Talking Points . . . . . . . . .

Doris with book

It’s not often that I actually learn something from the news, I mean learn something that will be useful in my own life.  But I’ve picked up one little tool  that is starting to have meaning for me.  It’s something I may have used in the past, but somehow it has more meaning now that I know what to call it.  And that is:  talking points.

I’ve learned, possibly the hard way, that it is pointless to shoot my mouth off if I don’t know what I’m talking about.  I’ve learned that a complaint or a request for special consideration should be made point by point, giving my reasons and listing how the accommodation will affect me or possibly a whole bunch of other people.

I’ve learned that, even with friends, it is not a good thing to ramble.  If I tell a story I’ll  keep their interest only if I give the exact details that make the story real for them, and if I have deleted all the fluff.  This could be called:  telling points.

If I volunteer a social sermon, or if I’m asked to speak out about something, I should probably decline unless I have a clear picture of the situation. Concerns might lead me to speak up if I have listed the pros and cons, the specific details, and my own opinions either on paper or in my mind.  Maybe these are: sharing points. 

Preparing talking points, and sticking with them, prevents me from wandering off subject.  I’ve noticed how it’s done by politicians and I see that if I stick to my talking points I can control a conversation and protect my privacy.  Cleverly I will see that we talk about what I want to talk about.

Traditionally, a wife is often very good at having talking points and sticking to them.  Maybe only one talking point, when in a discussion with her husband.  She’ll just keep coming back to it, because she’s planned this talking point in her head all day, and she knows she can purposely drive it home.
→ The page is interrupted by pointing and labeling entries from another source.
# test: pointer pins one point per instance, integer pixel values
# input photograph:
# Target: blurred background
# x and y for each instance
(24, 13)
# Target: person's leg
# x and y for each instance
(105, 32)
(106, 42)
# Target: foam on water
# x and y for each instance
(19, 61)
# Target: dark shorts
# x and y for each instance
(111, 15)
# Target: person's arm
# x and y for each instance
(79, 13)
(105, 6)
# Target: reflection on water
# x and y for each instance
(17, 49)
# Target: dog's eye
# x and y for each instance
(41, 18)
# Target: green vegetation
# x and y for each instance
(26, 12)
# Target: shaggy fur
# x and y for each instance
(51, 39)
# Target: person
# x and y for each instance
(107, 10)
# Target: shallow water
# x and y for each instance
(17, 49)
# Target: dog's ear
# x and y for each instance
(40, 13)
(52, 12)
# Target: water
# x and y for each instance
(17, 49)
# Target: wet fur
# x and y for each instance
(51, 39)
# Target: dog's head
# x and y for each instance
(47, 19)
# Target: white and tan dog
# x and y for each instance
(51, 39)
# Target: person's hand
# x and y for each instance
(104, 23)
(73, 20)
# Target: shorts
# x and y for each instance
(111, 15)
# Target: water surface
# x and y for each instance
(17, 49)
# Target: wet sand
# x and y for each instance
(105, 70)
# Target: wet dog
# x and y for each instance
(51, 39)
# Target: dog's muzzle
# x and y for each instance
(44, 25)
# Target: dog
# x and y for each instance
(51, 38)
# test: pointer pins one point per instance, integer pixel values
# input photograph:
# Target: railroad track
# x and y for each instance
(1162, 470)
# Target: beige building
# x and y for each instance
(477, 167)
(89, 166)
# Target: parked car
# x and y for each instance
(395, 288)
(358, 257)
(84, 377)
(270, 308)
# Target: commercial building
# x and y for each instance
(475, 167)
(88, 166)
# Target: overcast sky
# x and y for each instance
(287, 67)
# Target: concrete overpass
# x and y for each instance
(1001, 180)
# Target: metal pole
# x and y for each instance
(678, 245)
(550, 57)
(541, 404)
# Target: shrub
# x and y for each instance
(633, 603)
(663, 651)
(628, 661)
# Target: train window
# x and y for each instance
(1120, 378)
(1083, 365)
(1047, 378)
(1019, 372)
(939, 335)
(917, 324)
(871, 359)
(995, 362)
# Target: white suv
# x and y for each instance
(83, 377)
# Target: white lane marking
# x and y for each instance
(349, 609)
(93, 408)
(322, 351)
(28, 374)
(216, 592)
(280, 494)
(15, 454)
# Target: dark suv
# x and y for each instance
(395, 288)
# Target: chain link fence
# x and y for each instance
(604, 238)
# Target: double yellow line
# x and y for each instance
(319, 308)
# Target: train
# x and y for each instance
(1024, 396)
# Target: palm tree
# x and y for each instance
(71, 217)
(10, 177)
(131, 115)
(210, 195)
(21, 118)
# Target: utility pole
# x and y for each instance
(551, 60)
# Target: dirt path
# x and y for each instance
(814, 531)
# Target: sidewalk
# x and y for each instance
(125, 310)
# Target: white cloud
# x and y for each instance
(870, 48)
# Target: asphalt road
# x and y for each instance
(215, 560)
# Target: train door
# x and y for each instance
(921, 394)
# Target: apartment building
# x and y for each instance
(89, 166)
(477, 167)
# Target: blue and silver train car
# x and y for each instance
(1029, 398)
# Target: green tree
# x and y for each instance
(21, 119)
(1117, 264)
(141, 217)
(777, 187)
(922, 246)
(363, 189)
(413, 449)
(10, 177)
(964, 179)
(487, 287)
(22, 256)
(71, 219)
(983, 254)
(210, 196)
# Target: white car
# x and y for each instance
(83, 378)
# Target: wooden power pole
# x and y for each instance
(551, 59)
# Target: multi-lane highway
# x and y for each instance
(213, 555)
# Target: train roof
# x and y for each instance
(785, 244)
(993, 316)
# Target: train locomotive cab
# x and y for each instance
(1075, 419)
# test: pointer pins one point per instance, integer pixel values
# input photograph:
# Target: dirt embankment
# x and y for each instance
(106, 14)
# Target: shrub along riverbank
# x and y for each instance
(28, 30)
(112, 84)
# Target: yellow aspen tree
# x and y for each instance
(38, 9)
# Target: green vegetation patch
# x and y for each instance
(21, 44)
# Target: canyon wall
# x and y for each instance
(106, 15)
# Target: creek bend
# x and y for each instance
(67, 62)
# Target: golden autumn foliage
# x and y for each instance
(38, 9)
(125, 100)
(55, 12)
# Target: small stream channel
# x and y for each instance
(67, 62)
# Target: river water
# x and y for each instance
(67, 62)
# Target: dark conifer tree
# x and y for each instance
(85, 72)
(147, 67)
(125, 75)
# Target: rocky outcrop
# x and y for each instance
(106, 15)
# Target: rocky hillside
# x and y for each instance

Teenagers also are practiced experts with talking points.  Just listen to one explain why he/she should go to the late night party across town and should take the family car.  Then listen to Dad.  He probably has one talking point.

Still, the best laid plans of mice and men gang aft agley, and there are times when I find another’s talking points speak louder than mine or make more sense than mine. Or there are times when my points are good but only time will prove my wisdom.

 

 

 

 

 

3 Comments (+add yours?)

  1. Vicki Heelan
    Jan 30, 2015 @ 21:20:11

    Think the talking points a wife keeps coming back to in discussion with her husband, would be called “nagging points” by him…Just sayin’

    Reply

  2. Sara Markland
    Jan 31, 2015 @ 16:39:23

    REREAD THEASF TWO SENTENCES… GROSS MISSPELLING

    Sent with aloha, Sara

    >

    Reply

  3. kamana2202
    Jan 31, 2015 @ 20:13:13

    Gang aft agley? That is a quote from a Robert Burns poem and is usually given just that way. I like it because it really sounds like things have gone awry.